Suppose you fit the model and obtain posterior simulations (alpha,phi)^s, s=1,…,S. – You can simulate new data y* from the prior predictive distribution, which would correspond to picking a new room, a new urn, and new data. For each simulation s, you can do this by drawing phi* from p(phi|x), then drawing alpha* from p(alpha|phi*,x), then drawing y* from p(y|alpha*,phi*,x). – Or you can simulate new data y* from the posterior predictive distribution for new data from new groups, which would correspond to staying in the same room but then drawing a new urn and new data from that urn. For each simulation s, you can do this by keeping phi^s, then drawing alpha* from p(alpha|phi^s,x), then drawing y* from p(y|alpha*,phi^s,x). – Or you can simulate new data y* from the posterior predictive distribution for new data from existing groups, which would correspond to staying in the same room and keeping the same urn and then drawing new data from that urn. For each simulation s, you can do this by keeping phi^s, keeping alpha^s, then drawing y* from p(y|alpha^s,phi^s,x). These three different distributions correspond to different scenarios. They can all be interpreted directly. This has nothing to do with “relative plausibility” or whatever; they’re just predictive distributions of what you might see in alternative rooms and urns, if the model were true.

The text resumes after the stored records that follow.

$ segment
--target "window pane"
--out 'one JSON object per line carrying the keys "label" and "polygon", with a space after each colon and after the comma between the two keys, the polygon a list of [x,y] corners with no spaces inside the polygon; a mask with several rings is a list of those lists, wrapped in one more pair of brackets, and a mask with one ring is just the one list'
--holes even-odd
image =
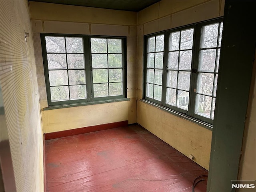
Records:
{"label": "window pane", "polygon": [[108,52],[122,53],[122,40],[108,39]]}
{"label": "window pane", "polygon": [[213,95],[214,96],[216,96],[216,91],[217,90],[217,83],[218,83],[218,74],[216,74],[215,76],[215,81],[214,82],[214,91],[213,92]]}
{"label": "window pane", "polygon": [[122,55],[121,54],[108,54],[108,67],[122,67]]}
{"label": "window pane", "polygon": [[107,40],[99,38],[91,38],[92,53],[106,53]]}
{"label": "window pane", "polygon": [[220,64],[220,49],[218,49],[218,56],[217,56],[217,66],[216,67],[216,71],[219,71],[219,64]]}
{"label": "window pane", "polygon": [[166,89],[166,103],[175,106],[176,104],[176,90],[167,88]]}
{"label": "window pane", "polygon": [[189,92],[178,90],[177,106],[180,108],[188,110],[188,109],[189,97]]}
{"label": "window pane", "polygon": [[154,69],[147,70],[147,82],[154,83]]}
{"label": "window pane", "polygon": [[164,35],[156,36],[156,51],[164,51]]}
{"label": "window pane", "polygon": [[192,48],[193,35],[194,29],[181,31],[180,50]]}
{"label": "window pane", "polygon": [[49,69],[66,69],[66,54],[48,54],[47,61]]}
{"label": "window pane", "polygon": [[149,68],[154,68],[154,66],[155,61],[155,54],[148,53],[148,67]]}
{"label": "window pane", "polygon": [[213,98],[212,99],[212,119],[213,119],[214,117],[214,112],[215,112],[215,102],[216,101],[216,99]]}
{"label": "window pane", "polygon": [[164,53],[156,53],[156,64],[155,68],[163,68]]}
{"label": "window pane", "polygon": [[93,93],[94,97],[108,96],[108,83],[94,84]]}
{"label": "window pane", "polygon": [[201,116],[210,118],[212,97],[197,94],[196,98],[196,108],[195,112]]}
{"label": "window pane", "polygon": [[159,69],[155,70],[155,79],[154,84],[162,85],[162,78],[163,76],[163,70]]}
{"label": "window pane", "polygon": [[79,37],[66,37],[67,53],[83,53],[83,39]]}
{"label": "window pane", "polygon": [[180,43],[180,32],[172,33],[170,36],[169,50],[178,50]]}
{"label": "window pane", "polygon": [[109,96],[122,95],[123,94],[123,83],[109,84]]}
{"label": "window pane", "polygon": [[199,73],[198,77],[197,92],[212,95],[213,87],[214,74]]}
{"label": "window pane", "polygon": [[122,70],[112,69],[108,70],[109,82],[120,82],[122,81]]}
{"label": "window pane", "polygon": [[155,37],[150,37],[148,40],[148,52],[155,51]]}
{"label": "window pane", "polygon": [[179,52],[169,52],[168,56],[168,68],[177,69],[179,61]]}
{"label": "window pane", "polygon": [[219,40],[219,47],[221,45],[221,39],[222,36],[222,30],[223,29],[223,22],[220,23],[220,39]]}
{"label": "window pane", "polygon": [[84,54],[67,54],[69,69],[84,68]]}
{"label": "window pane", "polygon": [[50,86],[66,85],[68,83],[68,73],[66,70],[49,71]]}
{"label": "window pane", "polygon": [[153,98],[153,92],[154,85],[152,84],[147,83],[146,85],[146,95],[147,97]]}
{"label": "window pane", "polygon": [[167,86],[176,88],[177,87],[177,76],[178,72],[169,71],[167,75]]}
{"label": "window pane", "polygon": [[200,51],[200,70],[214,71],[215,66],[216,50],[201,50]]}
{"label": "window pane", "polygon": [[93,68],[107,68],[108,55],[107,54],[92,54]]}
{"label": "window pane", "polygon": [[70,85],[85,84],[85,71],[84,70],[69,70],[68,79]]}
{"label": "window pane", "polygon": [[192,60],[192,51],[181,51],[180,56],[179,69],[191,69],[191,60]]}
{"label": "window pane", "polygon": [[161,101],[162,100],[162,86],[154,85],[154,98]]}
{"label": "window pane", "polygon": [[52,101],[69,100],[68,86],[51,87],[50,90]]}
{"label": "window pane", "polygon": [[65,53],[64,37],[45,37],[46,52],[48,53]]}
{"label": "window pane", "polygon": [[201,48],[216,47],[219,24],[207,25],[202,28]]}
{"label": "window pane", "polygon": [[86,88],[85,85],[72,85],[69,86],[70,100],[85,99],[86,98]]}
{"label": "window pane", "polygon": [[179,72],[178,87],[179,89],[189,90],[190,82],[190,72]]}
{"label": "window pane", "polygon": [[108,82],[107,69],[94,69],[92,74],[94,83]]}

It’s not necessary to describe this all using multilevel models—you can distinguish between prior and posterior predictive checks with a simple model with just y and theta—but I find the multilevel modeling framework to be helpful in that it allows me to better visualize the different sorts of replications being considered. You could also consider other distributions in a non-nested model, for example predictive data on new patients, new time periods, new hospitals, etc.

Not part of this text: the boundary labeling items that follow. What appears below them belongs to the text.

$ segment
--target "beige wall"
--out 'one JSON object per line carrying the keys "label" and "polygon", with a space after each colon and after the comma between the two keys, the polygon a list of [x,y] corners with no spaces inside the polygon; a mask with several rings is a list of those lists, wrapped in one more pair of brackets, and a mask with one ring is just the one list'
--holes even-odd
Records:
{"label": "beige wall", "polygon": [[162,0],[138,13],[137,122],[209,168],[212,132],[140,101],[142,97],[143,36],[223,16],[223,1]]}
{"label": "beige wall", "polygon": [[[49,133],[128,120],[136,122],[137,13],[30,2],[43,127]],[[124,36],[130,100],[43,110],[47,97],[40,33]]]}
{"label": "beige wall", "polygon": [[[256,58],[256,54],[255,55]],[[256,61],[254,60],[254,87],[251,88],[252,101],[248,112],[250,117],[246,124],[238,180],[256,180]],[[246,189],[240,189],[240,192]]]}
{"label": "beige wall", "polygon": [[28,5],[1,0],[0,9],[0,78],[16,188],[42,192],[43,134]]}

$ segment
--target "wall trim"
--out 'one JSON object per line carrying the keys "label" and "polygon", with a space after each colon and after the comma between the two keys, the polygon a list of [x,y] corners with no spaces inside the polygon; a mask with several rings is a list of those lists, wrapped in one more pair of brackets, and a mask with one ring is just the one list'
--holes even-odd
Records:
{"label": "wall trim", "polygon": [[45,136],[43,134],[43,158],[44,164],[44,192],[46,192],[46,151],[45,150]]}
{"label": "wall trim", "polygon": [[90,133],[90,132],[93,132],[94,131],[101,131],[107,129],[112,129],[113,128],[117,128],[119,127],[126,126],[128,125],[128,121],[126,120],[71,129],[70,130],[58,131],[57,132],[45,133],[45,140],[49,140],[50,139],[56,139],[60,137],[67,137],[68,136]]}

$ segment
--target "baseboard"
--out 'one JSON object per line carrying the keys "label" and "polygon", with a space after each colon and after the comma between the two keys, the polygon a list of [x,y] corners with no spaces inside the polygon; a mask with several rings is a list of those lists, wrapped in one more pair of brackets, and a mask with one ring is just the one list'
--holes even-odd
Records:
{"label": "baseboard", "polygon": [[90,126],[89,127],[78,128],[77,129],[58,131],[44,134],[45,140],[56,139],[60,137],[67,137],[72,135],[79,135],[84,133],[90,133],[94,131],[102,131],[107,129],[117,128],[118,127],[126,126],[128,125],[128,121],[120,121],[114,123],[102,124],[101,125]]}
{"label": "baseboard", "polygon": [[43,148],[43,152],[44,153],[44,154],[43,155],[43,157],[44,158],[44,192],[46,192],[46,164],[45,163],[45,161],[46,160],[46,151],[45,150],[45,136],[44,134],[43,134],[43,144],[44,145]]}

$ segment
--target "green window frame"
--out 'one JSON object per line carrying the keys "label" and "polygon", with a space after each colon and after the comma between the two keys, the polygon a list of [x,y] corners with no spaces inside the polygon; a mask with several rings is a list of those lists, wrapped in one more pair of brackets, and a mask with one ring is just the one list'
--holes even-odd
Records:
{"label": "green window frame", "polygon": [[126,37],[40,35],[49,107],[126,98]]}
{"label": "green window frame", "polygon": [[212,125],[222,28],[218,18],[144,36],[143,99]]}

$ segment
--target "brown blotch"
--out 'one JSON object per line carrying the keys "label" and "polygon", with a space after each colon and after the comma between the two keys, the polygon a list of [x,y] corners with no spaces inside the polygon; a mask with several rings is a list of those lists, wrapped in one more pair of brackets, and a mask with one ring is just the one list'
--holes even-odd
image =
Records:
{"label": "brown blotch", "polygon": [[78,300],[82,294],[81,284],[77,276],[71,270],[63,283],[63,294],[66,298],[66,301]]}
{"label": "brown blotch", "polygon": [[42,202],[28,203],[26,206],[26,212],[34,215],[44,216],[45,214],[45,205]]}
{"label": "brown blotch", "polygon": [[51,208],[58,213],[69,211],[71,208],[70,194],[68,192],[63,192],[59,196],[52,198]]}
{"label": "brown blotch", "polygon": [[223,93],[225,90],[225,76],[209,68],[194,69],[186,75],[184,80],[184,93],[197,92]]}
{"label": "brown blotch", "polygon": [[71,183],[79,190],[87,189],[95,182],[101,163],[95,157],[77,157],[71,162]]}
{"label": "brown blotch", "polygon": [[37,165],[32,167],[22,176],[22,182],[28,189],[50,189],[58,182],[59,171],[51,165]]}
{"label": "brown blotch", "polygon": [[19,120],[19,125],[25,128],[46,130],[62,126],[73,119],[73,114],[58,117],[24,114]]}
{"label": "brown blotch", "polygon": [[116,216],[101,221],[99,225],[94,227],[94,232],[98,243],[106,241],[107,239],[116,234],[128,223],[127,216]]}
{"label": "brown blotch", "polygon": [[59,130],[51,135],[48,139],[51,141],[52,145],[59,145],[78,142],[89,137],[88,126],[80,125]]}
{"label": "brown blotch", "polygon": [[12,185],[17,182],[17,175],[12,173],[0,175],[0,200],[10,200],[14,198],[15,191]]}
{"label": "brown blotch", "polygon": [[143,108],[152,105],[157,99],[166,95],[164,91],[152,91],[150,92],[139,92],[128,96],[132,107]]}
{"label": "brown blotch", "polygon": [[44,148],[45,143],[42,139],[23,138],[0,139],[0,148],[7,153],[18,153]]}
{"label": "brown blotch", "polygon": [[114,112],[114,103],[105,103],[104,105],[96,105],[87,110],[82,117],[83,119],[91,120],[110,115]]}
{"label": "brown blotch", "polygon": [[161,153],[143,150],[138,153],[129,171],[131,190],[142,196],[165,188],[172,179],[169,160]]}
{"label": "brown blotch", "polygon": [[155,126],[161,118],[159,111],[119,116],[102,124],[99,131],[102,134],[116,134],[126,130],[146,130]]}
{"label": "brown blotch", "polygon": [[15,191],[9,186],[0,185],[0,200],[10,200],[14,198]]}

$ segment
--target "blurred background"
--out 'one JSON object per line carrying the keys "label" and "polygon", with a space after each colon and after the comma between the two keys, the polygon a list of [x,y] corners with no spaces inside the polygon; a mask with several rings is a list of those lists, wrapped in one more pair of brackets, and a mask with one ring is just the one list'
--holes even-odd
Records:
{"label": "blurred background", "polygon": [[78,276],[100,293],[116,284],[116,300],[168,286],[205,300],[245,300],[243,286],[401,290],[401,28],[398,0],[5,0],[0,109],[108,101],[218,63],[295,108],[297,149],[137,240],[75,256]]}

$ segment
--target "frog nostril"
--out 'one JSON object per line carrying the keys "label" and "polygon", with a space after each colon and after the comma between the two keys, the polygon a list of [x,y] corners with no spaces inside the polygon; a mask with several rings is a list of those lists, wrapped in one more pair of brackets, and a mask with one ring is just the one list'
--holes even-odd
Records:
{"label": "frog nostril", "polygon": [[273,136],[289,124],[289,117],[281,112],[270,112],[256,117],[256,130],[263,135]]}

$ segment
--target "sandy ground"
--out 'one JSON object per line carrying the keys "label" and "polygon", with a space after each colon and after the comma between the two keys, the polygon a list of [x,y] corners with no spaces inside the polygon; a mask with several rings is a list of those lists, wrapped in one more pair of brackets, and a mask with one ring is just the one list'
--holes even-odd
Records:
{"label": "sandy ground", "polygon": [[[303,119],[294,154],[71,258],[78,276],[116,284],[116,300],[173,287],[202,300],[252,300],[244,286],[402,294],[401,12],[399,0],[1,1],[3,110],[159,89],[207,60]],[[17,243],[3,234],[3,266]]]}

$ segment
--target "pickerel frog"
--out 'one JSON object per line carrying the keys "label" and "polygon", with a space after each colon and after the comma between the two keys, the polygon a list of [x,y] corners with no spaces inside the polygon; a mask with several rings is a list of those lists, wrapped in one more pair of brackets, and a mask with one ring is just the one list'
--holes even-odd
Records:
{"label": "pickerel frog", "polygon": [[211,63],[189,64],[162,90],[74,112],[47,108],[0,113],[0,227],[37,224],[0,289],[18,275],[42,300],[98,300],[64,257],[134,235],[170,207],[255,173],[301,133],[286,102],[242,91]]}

Regarding Bob’s posts about Bayes factors and prior predictive checks: I take his point to be not philosophical but mathematical. His point is that the Bayes factor is mathematically an integration over the prior predictive distribution. This is obvious—you can just look at the integral—but it seems that people get confused about the Bayes factor because they look at it in terms of what is supposed to do (give the posterior probability that a model is true, something that I think is typically the wrong question to ask, for reasons discussed in chapter 7 of BDA3 and also this article with Shalizi) rather than what it does. In that sense, Bob’s post fits into a long tradition of statistical research and exposition including Neyman, Tukey, and others who work to understand methods in terms of what they actually do. This does not address your questions about prior and posterior predictive distributions—for that I refer you to the above paragraph about rooms and urns, which is largely drawn from my 1996 paper with Meng and Stern—; you just have to read Bob’s posts literally, not as Bayesian positions but as agnostic “machine learning” descriptions of what prior and posterior predictive checks do.